Detecting popular and trending topics from the news articles is an important task for public opinion monitoring. In Part A your task is to perform text data analysis over a dataset of Australian news from ABC (Australian Broadcasting Corporation) using Spark RDD.
The dataset you are going to use contains data of news headlines published over several years. In this text file, each line is a headline of a news article, in format of "date, term1 term2 ... ... ". The lines are sorted by the date, and the terms are separated by the space character. A sample file is like below:
XXXXXXXXXX,council chief executive fails to secure position
XXXXXXXXXX,council welcomes ambulance levy decision
XXXXXXXXXX,council welcomes insurance breakthrough
XXXXXXXXXX,fed opp to re introduce national insurance
XXXXXXXXXX,cowboys survive eels comeback
XXXXXXXXXX,cowboys withstand eels fightback
XXXXXXXXXX,castro vows cuban socialism to survive bush
XXXXXXXXXX,coronanomics things learnt about how coronavirus economy
XXXXXXXXXX,coronavirus at home test kits selling in the chinese community
XXXXXXXXXX,coronavirus campbell remess streams bear making classes
XXXXXXXXXX,coronavirus pacific economy foriegn aid china
XXXXXXXXXX,china builds pig apartment blocks to guard against swine flu
When you click the panel on the right you'll get a connection to a server that has, in your home directory, a text file called "abcnews.txt", containing some sample text (feel free to open the file and explore its contents).

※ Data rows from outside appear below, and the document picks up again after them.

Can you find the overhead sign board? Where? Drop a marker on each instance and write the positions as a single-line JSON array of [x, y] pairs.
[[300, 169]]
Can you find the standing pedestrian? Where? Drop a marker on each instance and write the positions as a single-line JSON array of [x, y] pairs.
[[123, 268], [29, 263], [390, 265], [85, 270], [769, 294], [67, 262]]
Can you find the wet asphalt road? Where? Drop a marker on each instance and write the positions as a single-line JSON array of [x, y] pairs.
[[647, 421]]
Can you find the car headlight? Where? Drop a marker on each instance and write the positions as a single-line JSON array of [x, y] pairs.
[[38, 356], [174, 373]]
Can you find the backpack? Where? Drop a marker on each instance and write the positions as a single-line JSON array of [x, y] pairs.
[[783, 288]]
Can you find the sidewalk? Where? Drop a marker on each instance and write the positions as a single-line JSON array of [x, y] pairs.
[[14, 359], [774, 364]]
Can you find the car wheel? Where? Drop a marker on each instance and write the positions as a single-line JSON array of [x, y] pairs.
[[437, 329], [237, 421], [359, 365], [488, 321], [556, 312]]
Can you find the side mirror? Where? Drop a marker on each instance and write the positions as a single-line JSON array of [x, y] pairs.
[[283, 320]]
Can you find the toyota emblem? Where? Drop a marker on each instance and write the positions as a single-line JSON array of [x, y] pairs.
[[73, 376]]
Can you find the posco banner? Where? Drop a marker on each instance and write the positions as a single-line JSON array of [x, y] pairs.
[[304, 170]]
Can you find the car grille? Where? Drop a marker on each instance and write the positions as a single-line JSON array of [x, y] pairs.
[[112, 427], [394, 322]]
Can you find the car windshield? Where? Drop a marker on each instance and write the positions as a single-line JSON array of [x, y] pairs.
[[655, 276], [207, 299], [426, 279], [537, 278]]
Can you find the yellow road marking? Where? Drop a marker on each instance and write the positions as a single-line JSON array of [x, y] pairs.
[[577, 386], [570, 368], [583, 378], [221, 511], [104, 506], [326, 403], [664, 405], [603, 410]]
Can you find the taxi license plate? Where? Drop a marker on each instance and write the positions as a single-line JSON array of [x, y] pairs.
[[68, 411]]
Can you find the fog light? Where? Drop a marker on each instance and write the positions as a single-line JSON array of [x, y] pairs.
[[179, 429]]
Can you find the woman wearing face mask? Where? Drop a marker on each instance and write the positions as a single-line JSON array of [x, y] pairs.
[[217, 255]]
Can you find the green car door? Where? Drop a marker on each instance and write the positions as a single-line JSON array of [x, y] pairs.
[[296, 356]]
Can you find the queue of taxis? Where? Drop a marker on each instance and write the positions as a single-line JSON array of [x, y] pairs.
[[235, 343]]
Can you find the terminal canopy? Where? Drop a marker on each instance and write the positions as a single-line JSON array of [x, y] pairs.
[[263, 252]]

The entire dataset can be downloaded from https://www.kaggle.com/therohk/million-headlines.
Your task is to find the top-3 most frequent terms for each year. That is, for each year, select 3 terms that appeared in the most articles of that year, which represent the hot topics. If some words appear in the same number of articles, sort them in ascending order alphabetically.
Please ignore the "stop words" which are frequent but meaningless for this task, including: "to", "a", "an", "the", "for", "in", "on", "of", "at", "over", "with", "after", "and", "from", "new", "us", "by", "as", "man", "up", "says", "in", "out", "is", "be", "are", "not", "pm", "am", "off", "more", "less", "no", "how".
In your output, sort the results by years. For each year (in one line), sort the top-3 terms first by their article frequencies and then by the terms in alphabetical order. For example, given the above data set, the output should be (using Spark RDD):
XXXXXXXXXXcouncil insurance welcomes
XXXXXXXXXXcowboys eels survive
XXXXXXXXXXcoronavirus china economy
Write a Python program that uses Spark RDD to do this. A file called "rdd.py" has been created for you - you just need to fill in the details. Note that the efficiency (the time complexity) of your method will be considered for marking.
To debug your code, you can first test everything in pyspark, and then write the codes in "rdd.py". To test your program, you first need to create your default directory in Hadoop, and then copy abcnews.txt to it:
$ hdfs dfs -mkdir -p /user/user
$ hdfs dfs -put abcnews.txt
Similarly, please also update the file "stopwords.txt" to HDFS, also in the folder "/user/user".
You can run your program on Spark by running the following command:
Please save your results in the 'result-rdd' folder in HDFS (i.e., use saveAsTextFile("result-rdd") in your code).